Hemen her bir sahabenin dikkat çeken bir özelliği bulunuyor. Bunlar hadislerle bizler kadar ulaşmış. Sahabeleri tanımak adına bunları araştırıyor. Peki Uhud'da elinde kılıcıyla Peygamberi savunan kadın sahabe kimdir? İşte Uhud'da elinde kılıcıyla Peygamberi savunan kadın sahabe Ümmü Ümâre ve hayatı...

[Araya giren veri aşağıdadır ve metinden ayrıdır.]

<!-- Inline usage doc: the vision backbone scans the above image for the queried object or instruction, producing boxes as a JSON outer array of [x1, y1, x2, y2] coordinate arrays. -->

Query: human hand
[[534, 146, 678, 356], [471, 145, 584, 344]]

Medineli Müslümanlar, Peygamberimize ve ona iman edenlere kucak açmışlardı. Onları bağırlarına basmak için sabırsızlanıyorlardı. 2’si kadın 75 kişi, Resûlullah ile görüşmek, onu Medine’ye davet etmek gayesiyle Akabe’ye geldiler. İşte, bu iki kadından birisi, asıl ismi “Nesîbe” olan Ümmü Ümâre idi.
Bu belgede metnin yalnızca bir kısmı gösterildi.